My son observed this about Singapore’s attitude to education: It is like the driver is concentrating so hard on driving to get to his destination, he refuses to notice there is a highway or a tunnel to make his journey shorter. Everyone is so focused on what he is asked to do, he misses out how to get to his destination better and quicker even when you point him to a short cut.

A Standard Aspiration

It is amazing that many of us are so engrossed in chasing what we are told to for our children that we forget why we are doing so: we fight mindlessly to get into GEP, for good PSLE T-scores, straight As in ‘O’ and ‘A’ levels, perfect IB and GPA scores. So if everyone is closing in on perfect scores, how do we differentiate one perfect scorer from another?

In our gathering where we saw our 13-year-olds meet after their first semester in their respective secondary schools, I am curious what the boys’ plans and career hopes are. Interestingly, my lawyer friend and fellow parent pointed out to me that every single one wants to be either a doctor or a lawyer, but none of them knows why. The none-of-them-knows-why part surprises and worries me.

I don’t believe two classes of 50 gifted students all have the same calling and share just two gifts, so realistically, some will be spending 40 years of their lives doing something they are not passionate about, and that will be so tragic.

Finding an Individual Passion

As a parent, I believe the one single most important responsibility is to help each child find his passion, his purpose and calling in life. It is already sad that many of us who grew up in third world Singapore in the 1970s fail to find these in our entire lives in the name of survival. Yet many of us are passing the same fate to our children.

We parents ferry our children in and out for all sorts of classes to pursue academic excellence but do not know what our children’s passions are. As a society, we judge a student by his GPA or aggregate score in standardized exams like ‘O’, ‘A’ levels and SAT. So what about the area that he really sparkles in, do we look deep into each child’s talent even if it is not measured in standardized exams? Do we spend time to ensure each child gets to pursue his love, his dreams and his career? Do we find time to listen to each child’s heart so that we know his dreams and then help him achieve them?

Acceleration = Finding a Calling Early

The earlier we help our children find their passions in life, the happier they will be, and the earlier they will be on their career paths. Doesn’t this sound perfectly logical? Isn’t that what we all hope to do?
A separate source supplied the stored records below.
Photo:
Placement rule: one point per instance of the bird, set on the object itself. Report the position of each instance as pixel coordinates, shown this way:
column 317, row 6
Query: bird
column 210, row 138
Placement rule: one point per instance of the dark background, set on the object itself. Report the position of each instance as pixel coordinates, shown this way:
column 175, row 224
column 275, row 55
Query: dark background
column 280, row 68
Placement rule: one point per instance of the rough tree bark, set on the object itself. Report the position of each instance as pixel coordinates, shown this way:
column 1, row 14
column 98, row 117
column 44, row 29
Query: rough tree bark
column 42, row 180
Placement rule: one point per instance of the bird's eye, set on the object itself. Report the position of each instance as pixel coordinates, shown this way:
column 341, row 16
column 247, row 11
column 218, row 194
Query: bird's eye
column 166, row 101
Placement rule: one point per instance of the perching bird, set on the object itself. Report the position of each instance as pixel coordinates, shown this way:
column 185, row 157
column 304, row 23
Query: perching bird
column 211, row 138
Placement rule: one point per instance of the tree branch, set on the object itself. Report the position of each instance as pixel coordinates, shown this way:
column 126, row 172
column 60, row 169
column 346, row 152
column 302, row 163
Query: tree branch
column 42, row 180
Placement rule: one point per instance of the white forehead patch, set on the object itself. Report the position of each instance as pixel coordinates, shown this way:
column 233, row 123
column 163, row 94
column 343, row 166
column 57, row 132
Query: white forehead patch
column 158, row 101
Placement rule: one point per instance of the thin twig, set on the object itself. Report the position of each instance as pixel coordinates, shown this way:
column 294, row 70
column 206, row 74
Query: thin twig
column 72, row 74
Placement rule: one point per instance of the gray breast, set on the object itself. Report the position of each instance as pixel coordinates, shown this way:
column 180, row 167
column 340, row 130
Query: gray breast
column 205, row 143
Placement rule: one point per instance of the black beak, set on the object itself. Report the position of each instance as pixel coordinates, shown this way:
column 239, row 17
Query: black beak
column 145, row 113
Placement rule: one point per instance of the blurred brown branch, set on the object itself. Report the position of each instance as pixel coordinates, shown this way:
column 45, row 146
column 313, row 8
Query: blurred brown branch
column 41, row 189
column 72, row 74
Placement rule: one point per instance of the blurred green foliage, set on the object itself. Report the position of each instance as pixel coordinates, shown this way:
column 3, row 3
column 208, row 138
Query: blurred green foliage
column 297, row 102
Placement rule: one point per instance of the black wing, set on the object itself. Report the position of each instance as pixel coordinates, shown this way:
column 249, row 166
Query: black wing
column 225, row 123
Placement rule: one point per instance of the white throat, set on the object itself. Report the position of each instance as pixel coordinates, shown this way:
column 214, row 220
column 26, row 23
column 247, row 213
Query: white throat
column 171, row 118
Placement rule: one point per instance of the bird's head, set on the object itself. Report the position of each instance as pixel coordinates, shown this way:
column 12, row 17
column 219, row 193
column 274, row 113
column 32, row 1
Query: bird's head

Instead of focusing on our steering wheel and driving the same road we are told to, we can look harder to find that tunnel or highway and that short cut. That accelerated path has been there all along: in each child, and he has been trying to tell us all the time how to lead him to the life he wants. He has been trying to tell us how to differentiate him from the multitudes out there.

Would we be drivers who find the correct roads and paths to help our children get to where they want to go or would we rather insist on the perfect roads to take so that they reach the predestined aka OUR destinations?